Author: Sorting Last Post on Top Message:
FITMOMMY1836 SparkPoints: (17,707)
Fitness Minutes: (7,316)
Posts: 191
2/15/14 9:18 P

slow and steady

SIMPLELIFE2 Posts: 707
2/15/14 5:55 P

I would start by just walking and increasing your speed as you feel ready. I wouldn't worry about doing speed intervals just yet. Your body needs to adapt to walking/running first so focus on getting in slow to moderate base miles. Once you can run continuously for 30 minutes, then you can start working on speed a bit. How long this takes depends on how quickly your body adjusts.

I set my treadmill incline at 2% and find that helpful. I try to run outside as much as possible, weather permitting. Good luck and don't push too much too soon so you avoid injury.

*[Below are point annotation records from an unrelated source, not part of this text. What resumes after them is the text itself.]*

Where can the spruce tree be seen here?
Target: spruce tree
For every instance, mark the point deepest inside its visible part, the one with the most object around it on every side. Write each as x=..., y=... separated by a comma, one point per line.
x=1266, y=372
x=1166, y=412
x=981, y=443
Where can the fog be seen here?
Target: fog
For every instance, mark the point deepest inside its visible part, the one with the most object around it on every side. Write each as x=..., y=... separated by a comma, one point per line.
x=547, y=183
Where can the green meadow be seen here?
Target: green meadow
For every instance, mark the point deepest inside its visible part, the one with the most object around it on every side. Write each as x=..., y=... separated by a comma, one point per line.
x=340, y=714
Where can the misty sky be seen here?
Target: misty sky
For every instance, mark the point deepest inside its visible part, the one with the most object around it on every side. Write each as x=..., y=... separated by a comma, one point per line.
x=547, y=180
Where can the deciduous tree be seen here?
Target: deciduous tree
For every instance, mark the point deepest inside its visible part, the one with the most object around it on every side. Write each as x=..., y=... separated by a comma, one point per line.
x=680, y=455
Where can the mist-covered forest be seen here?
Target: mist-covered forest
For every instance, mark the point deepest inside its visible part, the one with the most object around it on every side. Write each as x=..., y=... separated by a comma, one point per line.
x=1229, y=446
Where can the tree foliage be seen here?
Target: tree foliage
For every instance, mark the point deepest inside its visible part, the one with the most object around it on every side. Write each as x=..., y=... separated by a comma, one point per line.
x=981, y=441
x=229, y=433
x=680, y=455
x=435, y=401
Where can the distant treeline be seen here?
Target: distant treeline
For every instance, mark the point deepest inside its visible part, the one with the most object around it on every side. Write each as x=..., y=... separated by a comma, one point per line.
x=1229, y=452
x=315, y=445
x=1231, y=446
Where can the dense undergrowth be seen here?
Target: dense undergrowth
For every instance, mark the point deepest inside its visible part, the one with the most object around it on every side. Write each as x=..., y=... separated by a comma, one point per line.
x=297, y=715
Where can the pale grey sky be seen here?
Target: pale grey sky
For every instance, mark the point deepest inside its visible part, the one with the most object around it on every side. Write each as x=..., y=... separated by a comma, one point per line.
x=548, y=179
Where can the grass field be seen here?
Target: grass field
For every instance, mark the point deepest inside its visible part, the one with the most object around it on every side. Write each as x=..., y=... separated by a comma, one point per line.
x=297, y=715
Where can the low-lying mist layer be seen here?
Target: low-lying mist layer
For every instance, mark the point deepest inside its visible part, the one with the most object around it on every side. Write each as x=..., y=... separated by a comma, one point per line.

ZURICHMAN SparkPoints: (1,775)
Fitness Minutes: (1,919)
Posts: 363
2/15/14 2:40 P

Best advice I can give you is this theory that you read about a lot

If you can carry a normal conversation talking it's just right.

JAVSMOM88 Posts: 18
2/15/14 6:48 A

I would use a program that starts you with walking and short running intervals. I really like c25k I have an app on my I pad. I wouldn't worry about how fast you run in the beginning. It is about getting your body used to the workout. emoticon

MOTIVATED@LAST Posts: 15,438
2/15/14 6:37 A

I agree with a lot of what Unident said.

When it comes to transitioning to running, you could keep your running speed down. Not that much faster than a brisk walk. Fast enough that you can keep a steady rhythm, but not too fast to be taxing. What speed is comfortable is going to differ from person to person and you may need to experiment to find what feels right to you, but as a rough guide, somewhere in the range of 4.5-5.5 mph.

Once you are running continuously comfortably, then you can start working on your speed.


UNIDENT Posts: 33,498
2/14/14 11:35 P

There's no one way. :)

Try a program like Spark Your Way to a 5k or Couch to 5k, and just set the treadmill at whatever speed is a "run" for you personally. That differs for us all based on fitness, and leg length.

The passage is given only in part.